The title screen has Material Design buttons for play, instructions, and about. The level select screen shows the number of moves and blocks cleared for each level, as well as star rankings for each. A player clears a column of blocks in this version's level 10. A player clears a column of blocks in this version's level 10. A player pushes a tetromino in this version's level 15.

I spent most of late 2020 and early 2021 prioritizing other projects, including Dr. Magnethands, PortalZ, and Workshop Scramble updates. Then, in late 2021, as it seemed as though in-person indie game events might be able to safely come back, I resumed work on TetrEscape.

On the gameplay side, aside from just creating or completing various additional level ideas, I focused on identifying and filling gaps in what the tutorial-type levels taught players, as well as ways in which the game's mechanics were underutilized, and of course previously missed ways certain levels could be cheated. Beyond that, I also decided on a comprehensive graphical redesign of the game. The idea had stuck in the back of my head for a while of having the player escape Tetris-themed dungeons or ruins, and I already had experience painting custom rock textures from working on Hack, Slash & Backstab, so I started creating new custom graphics for the game's various menus and in-game assets. I liked the theming of everything being square-based except for the circular player reaching a circular goal.

For the goal, I initially tried a spinning spiral staircase out, but it never looked quite right because it necessarily had to have stairs half the size of the player sprite. After a few attempts, I scrapped it in favor of a magical exit portal, and after some brainstorming, I landed on the final “rippling” design. The base idea of the player as a spherical robot was easy to come up with, though some ideas (such as having the spherical body roll when it moved or having the robots hands have fingers) got cut to save animation frames and time, or because they were too small to make out on the tiny body. Even so, I am happy with how xe looks in the game—especially xer eyes.

Removing the color from the title screen made it seem a bit too empty, so I decided to add some glowing purple fire to establish the sort of magical dungeon vibe from the start. I am also proud of the implementation—the purple glow itself is just a couple overlapping animated CSS shadows, and I caught small details like having the buttons that sit in the wall behind the embers move forward in front of them when focused.

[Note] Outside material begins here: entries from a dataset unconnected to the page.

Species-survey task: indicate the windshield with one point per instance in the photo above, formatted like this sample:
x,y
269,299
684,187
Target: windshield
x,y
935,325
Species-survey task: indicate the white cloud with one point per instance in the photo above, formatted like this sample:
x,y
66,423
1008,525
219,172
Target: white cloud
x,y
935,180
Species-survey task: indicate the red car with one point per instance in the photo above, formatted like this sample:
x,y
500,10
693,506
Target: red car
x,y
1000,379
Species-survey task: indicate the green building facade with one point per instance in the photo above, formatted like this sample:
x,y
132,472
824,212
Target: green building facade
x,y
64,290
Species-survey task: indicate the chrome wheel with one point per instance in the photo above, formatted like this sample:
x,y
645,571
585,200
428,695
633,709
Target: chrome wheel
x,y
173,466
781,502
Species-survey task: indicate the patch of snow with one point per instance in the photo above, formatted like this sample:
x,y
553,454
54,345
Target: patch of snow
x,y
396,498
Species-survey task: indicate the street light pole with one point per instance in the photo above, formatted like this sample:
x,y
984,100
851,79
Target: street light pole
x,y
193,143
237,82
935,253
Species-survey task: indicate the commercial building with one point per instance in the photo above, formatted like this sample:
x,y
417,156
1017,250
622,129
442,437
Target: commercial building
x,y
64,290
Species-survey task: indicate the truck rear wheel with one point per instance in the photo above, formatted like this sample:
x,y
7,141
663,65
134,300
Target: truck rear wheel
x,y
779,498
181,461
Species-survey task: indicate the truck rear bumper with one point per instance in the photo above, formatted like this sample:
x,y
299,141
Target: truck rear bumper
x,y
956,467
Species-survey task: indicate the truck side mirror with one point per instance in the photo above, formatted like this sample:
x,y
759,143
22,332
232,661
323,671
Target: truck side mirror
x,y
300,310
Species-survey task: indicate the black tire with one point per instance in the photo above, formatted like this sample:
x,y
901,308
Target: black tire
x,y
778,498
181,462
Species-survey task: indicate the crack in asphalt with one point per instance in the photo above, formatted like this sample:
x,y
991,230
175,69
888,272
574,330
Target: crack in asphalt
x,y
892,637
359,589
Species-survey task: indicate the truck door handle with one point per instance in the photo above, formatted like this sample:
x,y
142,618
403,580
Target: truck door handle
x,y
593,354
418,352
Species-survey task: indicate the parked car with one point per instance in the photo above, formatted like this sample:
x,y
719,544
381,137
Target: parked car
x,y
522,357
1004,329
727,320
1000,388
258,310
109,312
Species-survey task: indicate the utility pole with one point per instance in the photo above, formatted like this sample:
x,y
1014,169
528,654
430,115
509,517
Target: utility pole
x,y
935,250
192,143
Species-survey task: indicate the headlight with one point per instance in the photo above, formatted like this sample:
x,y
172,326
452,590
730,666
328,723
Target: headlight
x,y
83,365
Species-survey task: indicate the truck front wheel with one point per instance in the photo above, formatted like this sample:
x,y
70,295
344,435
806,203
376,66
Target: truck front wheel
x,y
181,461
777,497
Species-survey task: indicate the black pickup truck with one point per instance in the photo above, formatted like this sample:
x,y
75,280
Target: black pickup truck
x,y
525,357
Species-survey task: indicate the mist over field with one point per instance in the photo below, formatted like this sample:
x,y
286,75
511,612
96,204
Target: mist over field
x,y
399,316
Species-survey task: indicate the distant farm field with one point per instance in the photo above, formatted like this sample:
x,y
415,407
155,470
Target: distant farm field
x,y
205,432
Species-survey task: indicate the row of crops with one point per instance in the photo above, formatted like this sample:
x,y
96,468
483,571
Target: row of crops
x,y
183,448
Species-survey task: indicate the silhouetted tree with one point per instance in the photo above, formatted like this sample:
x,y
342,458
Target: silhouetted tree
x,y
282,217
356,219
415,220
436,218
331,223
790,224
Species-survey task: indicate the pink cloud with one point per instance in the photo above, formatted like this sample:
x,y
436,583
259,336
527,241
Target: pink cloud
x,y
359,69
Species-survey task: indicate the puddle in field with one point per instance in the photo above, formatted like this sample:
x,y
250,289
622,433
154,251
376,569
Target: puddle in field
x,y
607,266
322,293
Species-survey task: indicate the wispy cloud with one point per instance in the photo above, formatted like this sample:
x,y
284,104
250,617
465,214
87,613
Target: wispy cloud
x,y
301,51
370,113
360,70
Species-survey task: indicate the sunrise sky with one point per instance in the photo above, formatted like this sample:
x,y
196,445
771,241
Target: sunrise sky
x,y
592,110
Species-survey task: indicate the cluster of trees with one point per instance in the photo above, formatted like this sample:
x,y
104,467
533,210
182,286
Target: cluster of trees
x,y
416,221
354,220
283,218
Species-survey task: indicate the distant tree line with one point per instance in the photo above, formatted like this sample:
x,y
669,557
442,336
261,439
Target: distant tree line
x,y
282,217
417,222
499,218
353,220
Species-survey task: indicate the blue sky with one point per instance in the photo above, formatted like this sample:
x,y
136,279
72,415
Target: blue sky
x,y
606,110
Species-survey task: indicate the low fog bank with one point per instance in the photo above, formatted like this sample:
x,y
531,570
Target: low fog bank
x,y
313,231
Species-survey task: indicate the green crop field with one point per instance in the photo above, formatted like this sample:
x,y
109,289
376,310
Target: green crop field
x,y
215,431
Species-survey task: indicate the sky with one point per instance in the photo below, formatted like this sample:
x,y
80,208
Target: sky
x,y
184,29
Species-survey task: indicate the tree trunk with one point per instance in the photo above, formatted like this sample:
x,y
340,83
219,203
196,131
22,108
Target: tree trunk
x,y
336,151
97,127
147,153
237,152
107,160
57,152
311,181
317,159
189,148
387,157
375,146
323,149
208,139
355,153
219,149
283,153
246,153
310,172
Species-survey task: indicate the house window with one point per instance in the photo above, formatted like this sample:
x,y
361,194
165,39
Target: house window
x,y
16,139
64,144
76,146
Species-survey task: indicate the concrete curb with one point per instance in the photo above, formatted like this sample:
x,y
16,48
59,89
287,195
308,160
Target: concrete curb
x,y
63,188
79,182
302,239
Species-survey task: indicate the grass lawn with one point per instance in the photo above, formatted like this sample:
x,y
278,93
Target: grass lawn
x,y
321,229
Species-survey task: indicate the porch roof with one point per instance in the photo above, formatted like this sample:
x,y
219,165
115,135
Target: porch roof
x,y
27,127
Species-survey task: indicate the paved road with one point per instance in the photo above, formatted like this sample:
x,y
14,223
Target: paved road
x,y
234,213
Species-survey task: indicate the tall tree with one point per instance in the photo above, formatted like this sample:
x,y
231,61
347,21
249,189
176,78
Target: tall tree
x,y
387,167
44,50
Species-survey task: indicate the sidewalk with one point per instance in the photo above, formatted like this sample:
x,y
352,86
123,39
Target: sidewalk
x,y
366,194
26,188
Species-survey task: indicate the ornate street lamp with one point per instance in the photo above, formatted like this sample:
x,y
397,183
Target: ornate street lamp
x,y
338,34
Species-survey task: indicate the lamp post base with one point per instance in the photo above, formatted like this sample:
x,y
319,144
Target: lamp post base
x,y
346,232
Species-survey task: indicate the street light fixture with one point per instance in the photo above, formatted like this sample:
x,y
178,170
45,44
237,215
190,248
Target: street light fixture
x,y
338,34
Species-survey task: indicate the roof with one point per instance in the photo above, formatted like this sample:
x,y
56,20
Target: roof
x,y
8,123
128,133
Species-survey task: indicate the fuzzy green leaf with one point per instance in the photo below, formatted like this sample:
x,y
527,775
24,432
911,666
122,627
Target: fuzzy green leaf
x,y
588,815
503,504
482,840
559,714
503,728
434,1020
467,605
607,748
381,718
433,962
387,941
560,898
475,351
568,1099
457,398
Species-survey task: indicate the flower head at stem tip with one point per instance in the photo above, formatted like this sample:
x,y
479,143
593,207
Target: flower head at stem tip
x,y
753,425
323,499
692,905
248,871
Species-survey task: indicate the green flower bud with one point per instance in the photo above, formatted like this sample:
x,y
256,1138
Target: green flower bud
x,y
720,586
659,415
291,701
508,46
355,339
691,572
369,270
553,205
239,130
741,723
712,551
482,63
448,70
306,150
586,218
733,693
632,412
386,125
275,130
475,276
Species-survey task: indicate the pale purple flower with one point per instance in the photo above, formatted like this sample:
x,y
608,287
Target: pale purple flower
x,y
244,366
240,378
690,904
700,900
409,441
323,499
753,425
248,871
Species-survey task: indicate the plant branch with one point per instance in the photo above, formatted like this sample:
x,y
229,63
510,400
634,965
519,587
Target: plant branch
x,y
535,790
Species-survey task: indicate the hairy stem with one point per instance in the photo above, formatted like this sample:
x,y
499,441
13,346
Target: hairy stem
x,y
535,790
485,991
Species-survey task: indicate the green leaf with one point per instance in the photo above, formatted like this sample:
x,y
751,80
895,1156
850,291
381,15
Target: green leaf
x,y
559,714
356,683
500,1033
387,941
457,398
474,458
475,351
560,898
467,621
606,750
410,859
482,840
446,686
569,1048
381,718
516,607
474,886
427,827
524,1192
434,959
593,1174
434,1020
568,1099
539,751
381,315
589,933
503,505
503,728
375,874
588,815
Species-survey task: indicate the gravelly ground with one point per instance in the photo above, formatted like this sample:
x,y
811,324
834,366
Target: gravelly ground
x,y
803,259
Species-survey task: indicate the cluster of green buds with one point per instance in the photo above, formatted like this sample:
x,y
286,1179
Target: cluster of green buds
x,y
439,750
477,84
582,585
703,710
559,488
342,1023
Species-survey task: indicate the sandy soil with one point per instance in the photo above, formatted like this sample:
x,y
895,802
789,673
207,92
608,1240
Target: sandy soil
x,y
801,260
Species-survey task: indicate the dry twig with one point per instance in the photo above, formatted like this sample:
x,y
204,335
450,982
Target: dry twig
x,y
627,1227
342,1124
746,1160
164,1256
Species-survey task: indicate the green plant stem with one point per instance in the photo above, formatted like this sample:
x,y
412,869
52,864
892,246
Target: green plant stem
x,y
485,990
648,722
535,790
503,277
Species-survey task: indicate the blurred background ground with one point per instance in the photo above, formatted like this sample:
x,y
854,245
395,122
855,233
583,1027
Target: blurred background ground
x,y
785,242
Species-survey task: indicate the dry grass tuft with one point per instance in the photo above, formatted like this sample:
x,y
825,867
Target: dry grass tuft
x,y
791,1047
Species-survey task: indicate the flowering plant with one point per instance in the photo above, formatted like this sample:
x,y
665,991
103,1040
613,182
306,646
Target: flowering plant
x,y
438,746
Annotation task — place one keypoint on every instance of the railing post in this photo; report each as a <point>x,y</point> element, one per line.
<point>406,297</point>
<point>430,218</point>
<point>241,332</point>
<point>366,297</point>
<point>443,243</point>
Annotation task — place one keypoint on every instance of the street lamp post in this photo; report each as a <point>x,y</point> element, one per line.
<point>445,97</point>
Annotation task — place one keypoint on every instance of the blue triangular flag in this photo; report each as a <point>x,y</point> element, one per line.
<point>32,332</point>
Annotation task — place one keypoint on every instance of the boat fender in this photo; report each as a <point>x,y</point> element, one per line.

Draft sketches of the player robot with notes about the spherical body, the big eyes indicating which direction xe is facing (and looking cute), whether the hands should be detailed or symmetrical, and more. Draft sketches of myriad possible goal designs. Sketches of multiple iterations of a level labeled, Harder block-pushing-block level.
The title screen has the robot in the glowing TetrEscape logo, stone buttons for Play, How To Play, Options, and Credits, and purple embers rising from the bottom. The level select screen shows cyan stone buttons for levels I-1, I-2, and I-3 embedded in tetrominos.  The buttons show the number of moves and blocks cleared for each level, as well as star rankings for each. A player has partially cleared level I-6. A player clears a column of blocks in level O-6. A player has partially cleared level I-9.

I also polished up the UI hints for all the supported input methods. Button hints and even the How To Play screen update instantly when you interact by a different input method, and I wrote the system in a way that can easily be used in future projects.

On a touch device, the first level prompts the player to swipe up and has Material-inspired on-screen buttons to go back or reset. With keyboard input, the first level prompts the player to press the up arrow key and shows keyboard prompts to go back or reset. With a gamepad, the first level prompts the player to press d-pad up and shows generic gamepad button prompts to go back or reset. With an Xbox gamepad, the first level prompts the player to press d-pad up and shows Xbox button prompts to go back or reset.